Garść owadów to więcej niż garść zalet

Na pewno za spożywaniem insektów przemawia dużo argumentów bardziej obiektywnych niż indywidualne odczuwanie obrzydzenia. Po pierwsze są bardzo łatwe w hodowli. Potrzebują w niej bardzo niewiele powietrza, przestrzeni, a także wody, której zużywają nieporównywalnie mniej od innych hodowlanych zwierząt. Dodatkowo nie produkują one gazów cieplarnianych ani nie zanieczyszczają środowiska. Za hodowlami owadów przemawia więc zarówno ekonomia, jak i ekologia, a ponadto im samym nie przeszkadza stłoczenie. W trosce o środowisko można je hodować nawet na odpadach z przemysłu spożywczego, takich jak odpady z owoców.

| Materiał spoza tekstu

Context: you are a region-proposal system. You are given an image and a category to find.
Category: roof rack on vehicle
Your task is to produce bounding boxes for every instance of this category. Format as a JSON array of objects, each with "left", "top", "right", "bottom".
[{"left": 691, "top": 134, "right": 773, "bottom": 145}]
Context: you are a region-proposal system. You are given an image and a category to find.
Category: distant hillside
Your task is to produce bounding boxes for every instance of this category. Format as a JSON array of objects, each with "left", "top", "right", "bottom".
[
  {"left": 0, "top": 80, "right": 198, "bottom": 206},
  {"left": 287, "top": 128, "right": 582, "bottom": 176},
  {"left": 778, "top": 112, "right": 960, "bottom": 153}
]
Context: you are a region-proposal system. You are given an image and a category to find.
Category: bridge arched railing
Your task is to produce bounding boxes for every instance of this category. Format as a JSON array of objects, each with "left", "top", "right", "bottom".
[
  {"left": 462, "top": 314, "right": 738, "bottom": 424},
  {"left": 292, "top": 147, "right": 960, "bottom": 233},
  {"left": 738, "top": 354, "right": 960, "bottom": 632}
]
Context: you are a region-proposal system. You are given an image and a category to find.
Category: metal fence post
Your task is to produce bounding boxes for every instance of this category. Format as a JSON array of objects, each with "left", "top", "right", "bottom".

Jeszcze ważniejsze są chyba argumenty zdrowotne przemawiające za spożywaniem tych bezkręgowców, a takich również nie brakuje. Rzecz jasna koronnym argumentem jest tu fakt, iż stanowią znakomite źródło białka w diecie – niektóre larwy dostarczają nawet trzykrotnie więcej protein niż wołowina! Z tego też względu insekty uznawane są za świetny zamiennik mięsa w jadłospisie. Są one tym cenniejszym pokarmem, że dostarczają nie tylko wspomnianego białka, lecz również wielu wartościowych substancji pokarmowych: cynku, witaminy B, żelaza (obfitują w nie zwłaszcza termity) i wapnia, którego cztery duże świerszcze dostarczają tyle, co szklanka mleka.

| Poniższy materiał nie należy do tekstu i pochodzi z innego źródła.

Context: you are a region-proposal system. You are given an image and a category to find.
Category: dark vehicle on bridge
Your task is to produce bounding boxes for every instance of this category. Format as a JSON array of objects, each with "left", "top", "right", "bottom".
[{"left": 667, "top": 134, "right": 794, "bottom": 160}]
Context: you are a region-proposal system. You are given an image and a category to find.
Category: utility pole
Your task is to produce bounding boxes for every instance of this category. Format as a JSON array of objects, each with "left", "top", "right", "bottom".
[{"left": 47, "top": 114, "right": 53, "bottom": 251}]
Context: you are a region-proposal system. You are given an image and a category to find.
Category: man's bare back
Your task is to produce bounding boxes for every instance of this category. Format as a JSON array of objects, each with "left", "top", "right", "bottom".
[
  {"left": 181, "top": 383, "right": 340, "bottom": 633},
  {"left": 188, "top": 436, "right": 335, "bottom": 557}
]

Dieta przyszłości czy teraźniejszości?

Przykładów można zresztą mnożyć mnóstwo. Już 100 gramów larwy z jedwabnika zaspokaja dzienne zapotrzebowanie na podstawowe mikroelementy. Niektóre owady są wysokokaloryczne, dostarczają nawet 650 kcal/ 100 g! Dzięki temu idealnie sprawdzają się w roli wartościowej przekąski, która zapewnia również kwasy tłuszczowe omega – 3. Nie bez znaczenia jest fakt, że przy tak wysokiej kaloryczności insekty zawierają bardzo niewiele niezdrowych tłuszczów. Pozornie wadą może się wydawać obecność chitynowego pancerzyka, którego nasz układ pokarmowy nie trawi, ale mogą one pełnić rolę podobną do błonnika, wspomagając pracę jelit. Białe, tłuste larwy mają dodatkowo tę zaletę, iż są lekkostrawne.

Produkty spożywcze wytwarzane z owadów i spożywane w naszym społeczeństwie nie są zresztą wcale niczym aż tak abstrakcyjnym, jak na pierwszy rzut oka mogłoby się wydawać. W napojach i przetworach owocowych bardzo często możemy natknąć się na E120. Jest to koszenila, czyli barwnik nadający czerwony kolor, który wytwarzany jest z czerwców kaktusowych, czyli pluskwiaków!

Z czym się to je?

Owady wymagają oczywiście tak jak każdy posiłek kontroli mikrobiologicznej na obecność w ich organizmach mikroelementów i pasożytów. Kiedy jednak już ją przejdą ich spożywanie daje nam tyle zalet, że warto się do tego przełamać. Od czego jednak zacząć? W Sardynii popularny jest ser Casu Marzu, produkowany ze sfermentowanego owczego mleka, w którym zalęgły się larwy. To dobry posiłek na rozpoczęcie diety opartej na insektach, ponieważ można – choć oczywiście nie trzeba – usunąć je przed posiłkiem.

Dla bardziej zdeklarowanych owadożerców suszone larwy są zaś tym, czym dla większości osób grillowany kurczak. Bardzo popularne jest ponadto właśnie grillowanie owadów i pająków, a także dodawanie ich do słodyczy, w postaci np. ciasteczek z osami albo mrówek zatopionych w czekoladzie. Wiele owadów jest podawanych w całości, zwłaszcza, gdy ich przyrządzenie polega na ich lekkim przypieczeniu.

Ze względu na coraz większe przeludnienie planety niewykluczone, że owady staną się wobec ograniczonych zasobów posiłkiem koniecznym. Na razie mamy wybór, ale wszystkie aspekty dietetyczne i zdrowotne wskazują na to, że warto przełamać ewentualne obrzydzenie i wprowadzić insekty do jadłospisu.